Relembrando o Horror do Hologasto

Li as opiniões dos comentadores que equiparam a actuação da Alemanha na crise grega com a da Alemanha nazi na II Guerra Mundial e achei um exagero. Julguei que não se podia comparar o incomparável. Mas depois fui estudar história pelos mesmos livros que os comentadores usam e, afinal, pode-se. Não é incomparável. Aliás, já na década de 30 se fazia o mesmo paralelismo, só que ao contrário: para os observadores de então, o recém-surgido nazismo, com a sua sanha genocida, ódio racial e vontade de subjugação de povos, é que era muito parecido com o grande Mal da época. Que, evidentemente, eram as pessoas que emprestam dinheiro e esperam ser pagas. A maldade com que os nazis matavam judeus imitava a maldade com que alguém cobrava uma dívida.

Isso ficou claro na semana passada, com a condenação de Oskar Gröning, o chamado “Contabilista de Auschwitz”. Como descobri (pelos vistos os comentadores já sabiam), o crime macabro foi a contabilidade. Calhou ser em Auschwitz, podia ser em Alcabideche.

Porquê só agora tenho noção disto? Porque, ao longo dos tempos, houve um branqueamento da imagem dos prestamistas. Isso explica, por exemplo, que eu conhecesse o poema de Martin Niemöller Primeiro vieram buscar os socialistas, sobre as perseguições dos nazis, mas só agora tenha lido o original e ainda mais poderoso: “Primeiro vieram cobrar a 1ª prestação. Paguei, mas achei um abuso. Passado logo um mês vieram pedir a 2ª. Obviamente não paguei. Depois, fui pedir mais. Nessa altura já não havia ninguém a quem pedir, pois de cada vez que me aproximava de alguém, desatavam a correr.”
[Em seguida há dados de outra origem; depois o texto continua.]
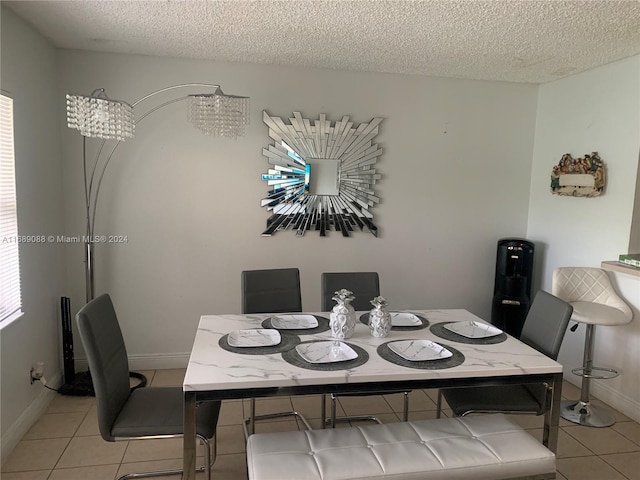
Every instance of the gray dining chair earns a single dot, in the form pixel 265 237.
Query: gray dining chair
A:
pixel 543 329
pixel 140 413
pixel 270 291
pixel 365 287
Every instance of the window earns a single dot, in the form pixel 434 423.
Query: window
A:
pixel 10 297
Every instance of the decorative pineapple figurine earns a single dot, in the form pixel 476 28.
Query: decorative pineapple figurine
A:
pixel 379 318
pixel 343 317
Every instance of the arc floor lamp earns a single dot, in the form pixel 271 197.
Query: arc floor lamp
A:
pixel 99 116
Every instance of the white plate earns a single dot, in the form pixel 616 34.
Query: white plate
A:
pixel 404 319
pixel 419 350
pixel 294 322
pixel 473 329
pixel 326 352
pixel 260 337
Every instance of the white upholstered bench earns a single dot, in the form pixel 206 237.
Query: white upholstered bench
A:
pixel 478 447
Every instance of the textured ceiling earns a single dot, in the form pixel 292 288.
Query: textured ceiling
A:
pixel 511 40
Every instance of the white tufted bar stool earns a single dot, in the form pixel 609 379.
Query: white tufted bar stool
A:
pixel 595 302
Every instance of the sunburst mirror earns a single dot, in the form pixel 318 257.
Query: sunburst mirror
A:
pixel 321 175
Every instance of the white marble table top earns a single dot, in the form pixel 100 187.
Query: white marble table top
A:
pixel 212 368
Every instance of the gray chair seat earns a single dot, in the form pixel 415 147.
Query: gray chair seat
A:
pixel 502 398
pixel 275 290
pixel 139 413
pixel 158 411
pixel 543 329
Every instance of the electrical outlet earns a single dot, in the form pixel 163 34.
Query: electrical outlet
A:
pixel 36 372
O revisionismo é tão escandaloso que, hoje, qualquer livraria tem Se isto É Um Homem, o relato de Primo Levi sobre a vida num campo de concentração, mas não se encontra em lado nenhum a sua obra maior “Se isto é um homem que cobra dívidas”, sobre o confronto que o opôs a um amigo a quem devia dinheiro e que, por Primo Levi não lhe ter pago, ficou sem lhe falar quase dois meses.
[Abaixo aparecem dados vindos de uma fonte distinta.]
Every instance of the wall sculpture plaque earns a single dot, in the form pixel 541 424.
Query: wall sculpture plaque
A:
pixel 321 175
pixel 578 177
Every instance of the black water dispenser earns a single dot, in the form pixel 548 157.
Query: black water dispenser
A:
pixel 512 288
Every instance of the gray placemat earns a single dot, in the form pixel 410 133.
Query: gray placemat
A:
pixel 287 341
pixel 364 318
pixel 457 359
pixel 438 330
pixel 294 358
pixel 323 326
Já para não falar da maior máquina de propaganda do mundo, Hollywood, que produziu A Lista de Schindler mas ignorou “A lista de ThyssenKrupp”, sobre o industrial alemão que pagou as dívidas de centenas de trabalhadores que não conseguiam saldar os seus compromissos e eram aborrecidos por credores que faziam alguma questão em ser ressarcidos.

Felizmente, já há quem questione a excepcionalidade do mal nazi e queira dar a conhecer outras formas, por vezes superiores, de horror absoluto. É o caso de quem já leu o diário de uma adolescente que vivia num sótão de Amesterdão, nos anos 40, apesar de o pai dever nove meses de renda ao senhorio. A jovem chamava-se Anne Ronald:

“Querida Katy, estamos mais à larga desde que os Frank foram levados. Estes nazis são mesmo ruins. Fazem lembrar aquelas pessoas que só emprestam dinheiro uma sétima vez se garantirmos que desta é que vamos pagar. Para já, só arrebanham judeus para os gasearem e incinerarem. Mas qualquer dia começam a exigir responsabilidade orçamental a quem deve dinheiro e pede mais. Isto é perfídia.”

Como disse Hannah Arendt, trata-se da banalidade do malparado.